On Wednesday, this body had refused to approve the bailout, which includes the return of the state to the capital of the group, saying that European demands would “weaken” the company. The Commission had asked that Lufthansa sell up to 20 planes and more slots, according to a source familiar with the negotiations.
These rights, shared equally at the airports of Frankfurt and Munich and sold via auction, will be reserved for “new competitors” for a year and a half before companies already present in these two cities can buy them back if they are still available. “The slots should only be taken over by a European competitor who has not himself received public aid due to the coronavirus pandemic,” added the German group.
Capital increase
Once given its approval, the supervisory board must convene “soon” an extraordinary general meeting of shareholders, who must also approve the rescue because it involves a capital increase.
“The government, Lufthansa and the European Commission have taken an important step in the negotiations” which “paves the way for a consultation of the general assembly”, explains the Ministry of Economy in a press release. “Beyond that, negotiations continue.”

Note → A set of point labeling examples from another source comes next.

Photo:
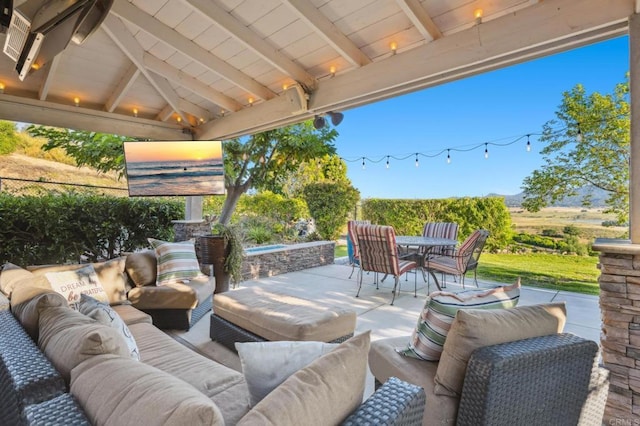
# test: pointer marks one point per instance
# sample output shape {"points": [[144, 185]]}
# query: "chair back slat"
{"points": [[378, 249]]}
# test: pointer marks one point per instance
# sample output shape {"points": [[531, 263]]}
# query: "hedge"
{"points": [[71, 227], [409, 216]]}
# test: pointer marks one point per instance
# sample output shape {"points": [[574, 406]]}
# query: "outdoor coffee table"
{"points": [[254, 314]]}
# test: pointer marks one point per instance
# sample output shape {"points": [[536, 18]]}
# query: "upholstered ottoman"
{"points": [[253, 314]]}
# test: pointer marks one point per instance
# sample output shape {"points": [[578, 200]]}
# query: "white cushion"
{"points": [[72, 284], [267, 364]]}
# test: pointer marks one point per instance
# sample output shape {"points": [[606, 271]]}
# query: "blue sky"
{"points": [[496, 107]]}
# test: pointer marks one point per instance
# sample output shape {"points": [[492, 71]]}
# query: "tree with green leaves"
{"points": [[588, 144], [257, 162]]}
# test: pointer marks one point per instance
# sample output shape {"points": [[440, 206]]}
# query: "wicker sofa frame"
{"points": [[32, 392]]}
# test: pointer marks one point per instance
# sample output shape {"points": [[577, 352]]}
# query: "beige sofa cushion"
{"points": [[473, 329], [110, 273], [27, 302], [276, 316], [131, 315], [68, 337], [224, 386], [141, 267], [385, 363], [172, 296], [330, 388], [13, 276], [120, 392]]}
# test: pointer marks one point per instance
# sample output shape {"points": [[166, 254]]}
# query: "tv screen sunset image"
{"points": [[164, 168]]}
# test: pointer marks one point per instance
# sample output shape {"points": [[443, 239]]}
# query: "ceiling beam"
{"points": [[329, 32], [123, 87], [132, 49], [172, 38], [549, 27], [50, 74], [192, 84], [21, 109], [420, 19], [252, 41]]}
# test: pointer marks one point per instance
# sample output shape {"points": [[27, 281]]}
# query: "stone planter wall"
{"points": [[291, 258], [620, 339]]}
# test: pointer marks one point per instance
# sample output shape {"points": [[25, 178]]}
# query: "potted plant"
{"points": [[223, 250]]}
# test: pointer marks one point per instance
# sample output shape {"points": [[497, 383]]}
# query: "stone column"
{"points": [[620, 338]]}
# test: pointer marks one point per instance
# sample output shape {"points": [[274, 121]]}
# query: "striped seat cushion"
{"points": [[440, 310], [177, 262]]}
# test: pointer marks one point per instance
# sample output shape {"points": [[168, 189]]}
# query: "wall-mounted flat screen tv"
{"points": [[163, 168]]}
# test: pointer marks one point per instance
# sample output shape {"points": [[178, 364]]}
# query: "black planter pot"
{"points": [[214, 251]]}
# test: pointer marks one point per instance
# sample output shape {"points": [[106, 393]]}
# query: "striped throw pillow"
{"points": [[177, 262], [440, 310]]}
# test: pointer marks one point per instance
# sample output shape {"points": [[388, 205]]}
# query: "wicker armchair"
{"points": [[379, 253], [462, 260]]}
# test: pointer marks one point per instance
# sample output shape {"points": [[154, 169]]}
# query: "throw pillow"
{"points": [[67, 338], [267, 364], [120, 391], [473, 329], [440, 309], [104, 314], [72, 284], [327, 390], [142, 268], [177, 262]]}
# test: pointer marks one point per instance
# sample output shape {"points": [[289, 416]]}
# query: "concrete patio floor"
{"points": [[330, 284]]}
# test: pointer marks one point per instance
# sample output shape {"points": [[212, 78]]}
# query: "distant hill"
{"points": [[598, 197]]}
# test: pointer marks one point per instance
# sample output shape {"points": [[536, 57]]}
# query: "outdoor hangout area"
{"points": [[207, 290]]}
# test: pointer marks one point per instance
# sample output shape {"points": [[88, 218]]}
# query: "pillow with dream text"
{"points": [[440, 309], [72, 284], [177, 262]]}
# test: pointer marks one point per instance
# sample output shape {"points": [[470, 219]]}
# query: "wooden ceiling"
{"points": [[215, 69]]}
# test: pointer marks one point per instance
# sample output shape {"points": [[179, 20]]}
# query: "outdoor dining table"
{"points": [[428, 243]]}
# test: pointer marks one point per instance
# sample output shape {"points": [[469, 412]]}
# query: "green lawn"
{"points": [[557, 272], [569, 273]]}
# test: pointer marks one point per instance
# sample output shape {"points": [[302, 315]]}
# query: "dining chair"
{"points": [[462, 260], [352, 244], [379, 253]]}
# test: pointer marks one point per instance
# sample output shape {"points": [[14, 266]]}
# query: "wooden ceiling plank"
{"points": [[252, 41], [123, 87], [420, 19], [47, 81], [132, 49], [329, 32], [170, 37], [71, 117], [192, 84]]}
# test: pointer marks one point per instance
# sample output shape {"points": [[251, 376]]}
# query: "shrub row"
{"points": [[71, 227], [409, 216]]}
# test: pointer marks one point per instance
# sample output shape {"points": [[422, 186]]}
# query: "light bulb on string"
{"points": [[579, 135]]}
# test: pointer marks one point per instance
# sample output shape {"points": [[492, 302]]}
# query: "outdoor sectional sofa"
{"points": [[70, 381]]}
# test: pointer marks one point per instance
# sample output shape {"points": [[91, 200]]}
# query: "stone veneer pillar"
{"points": [[620, 339]]}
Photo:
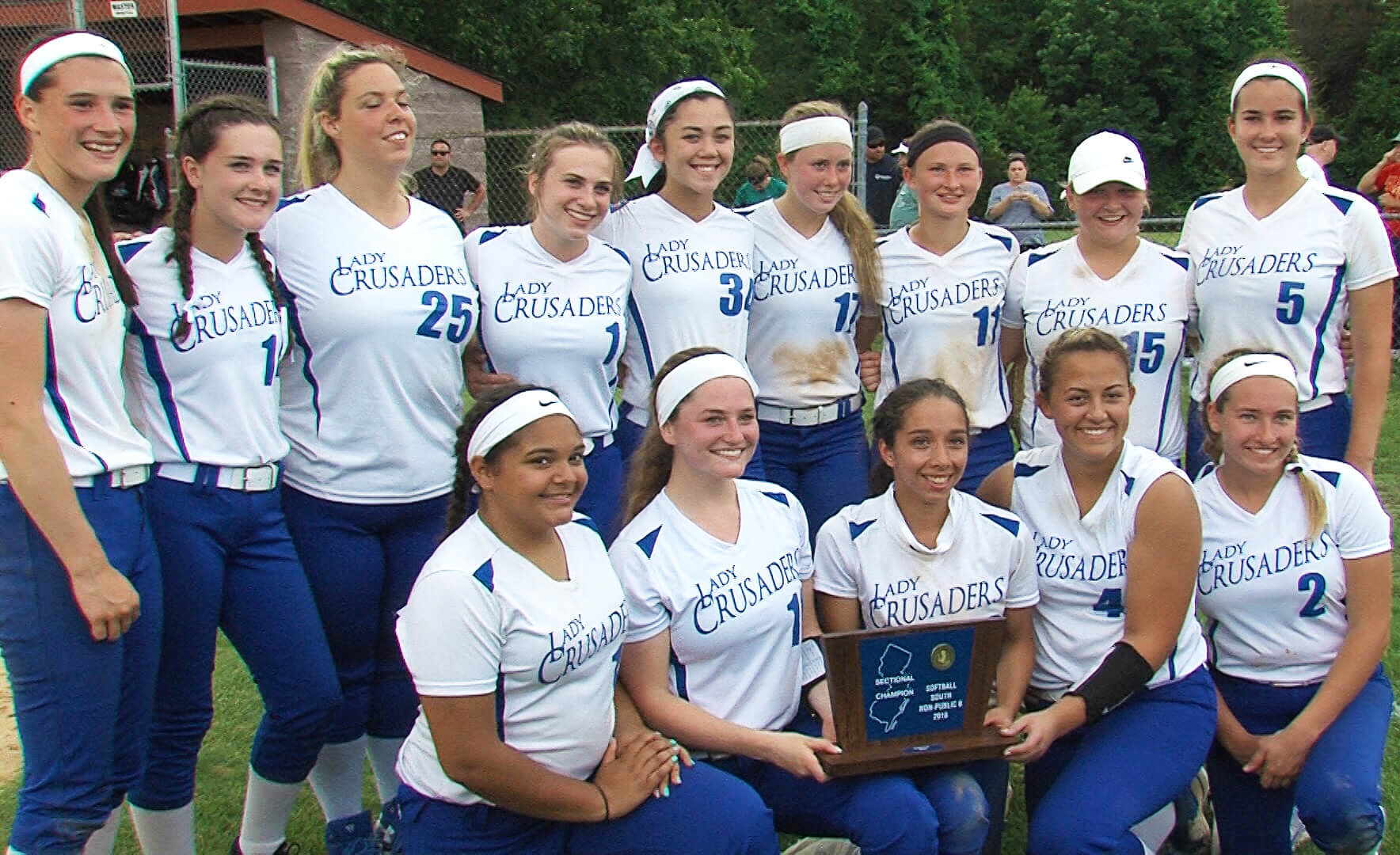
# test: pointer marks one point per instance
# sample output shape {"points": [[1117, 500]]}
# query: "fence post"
{"points": [[862, 116]]}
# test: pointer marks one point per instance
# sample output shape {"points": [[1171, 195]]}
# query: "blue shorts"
{"points": [[83, 707]]}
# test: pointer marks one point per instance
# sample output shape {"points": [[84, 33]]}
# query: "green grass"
{"points": [[224, 760]]}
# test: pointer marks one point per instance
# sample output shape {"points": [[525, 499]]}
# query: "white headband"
{"points": [[510, 416], [1280, 70], [1252, 364], [647, 165], [687, 377], [66, 47], [812, 132]]}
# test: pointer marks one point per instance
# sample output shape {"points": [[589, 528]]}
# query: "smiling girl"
{"points": [[80, 588], [1109, 277], [944, 283], [202, 379], [555, 300], [381, 310], [1287, 262]]}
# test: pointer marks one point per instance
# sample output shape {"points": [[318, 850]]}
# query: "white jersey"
{"points": [[371, 397], [734, 609], [550, 322], [211, 397], [942, 317], [805, 306], [1276, 602], [47, 260], [1281, 283], [482, 619], [1144, 306], [1081, 565], [983, 563], [692, 284]]}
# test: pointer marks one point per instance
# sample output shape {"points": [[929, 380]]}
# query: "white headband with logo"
{"points": [[1252, 364], [66, 47], [687, 377], [647, 165], [814, 132], [1280, 70], [510, 416]]}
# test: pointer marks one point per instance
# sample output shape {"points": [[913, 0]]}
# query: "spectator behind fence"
{"points": [[758, 184], [1018, 202], [447, 186], [882, 177]]}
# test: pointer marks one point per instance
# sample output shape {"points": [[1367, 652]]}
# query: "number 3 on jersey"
{"points": [[736, 300]]}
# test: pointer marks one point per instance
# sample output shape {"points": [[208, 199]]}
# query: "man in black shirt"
{"points": [[446, 186]]}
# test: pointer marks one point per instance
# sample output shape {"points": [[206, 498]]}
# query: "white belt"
{"points": [[812, 416], [131, 476], [249, 479]]}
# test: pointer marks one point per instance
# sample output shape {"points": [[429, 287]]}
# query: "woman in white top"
{"points": [[1287, 262], [944, 284], [512, 634], [80, 588], [692, 259], [1122, 707], [721, 643], [555, 298], [1295, 587], [814, 268], [924, 553], [1109, 277], [381, 310]]}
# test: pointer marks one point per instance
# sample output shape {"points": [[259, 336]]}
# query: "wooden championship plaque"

Time is running out as the coronavirus pandemic has brought global air transport to a near halt, plunging the industry into an unprecedented crisis. The German group’s cash reserves, which are losing 1 million euros (1.07 million francs) per hour and currently only transporting 1% of the usual number of passengers, are only enough for a few weeks. He also does not expect a rapid restart and has launched a restructuring aimed at reducing his fleet by 100 aircraft, threatening around 10,000 jobs.
Ready
In detail, the rescue provides that the State takes 20% of the group for 300 million euros (320.47 million francs), in addition to injecting 5.7 billion euros (6.09 billion francs ) non-voting funds, one billion of which can be converted into shares.
It would be the first time that the German state would return to the capital of the company since its complete privatization in 1997. Berlin also plans to be able to increase its stake to 25% and one share, the blocking minority, but only “in the event of ‘takeover bid by a third party’ or non-payment of interest.
Germany also guarantees a loan of 3 billion euros (3.20 billion francs) and obtains two seats on the supervisory board of Lufthansa, which is prohibited from paying dividends and paying bonuses to its leaders. Ryanair said it wanted to challenge the plan before European justice, calling it “illegal state aid that will dramatically distort competition.”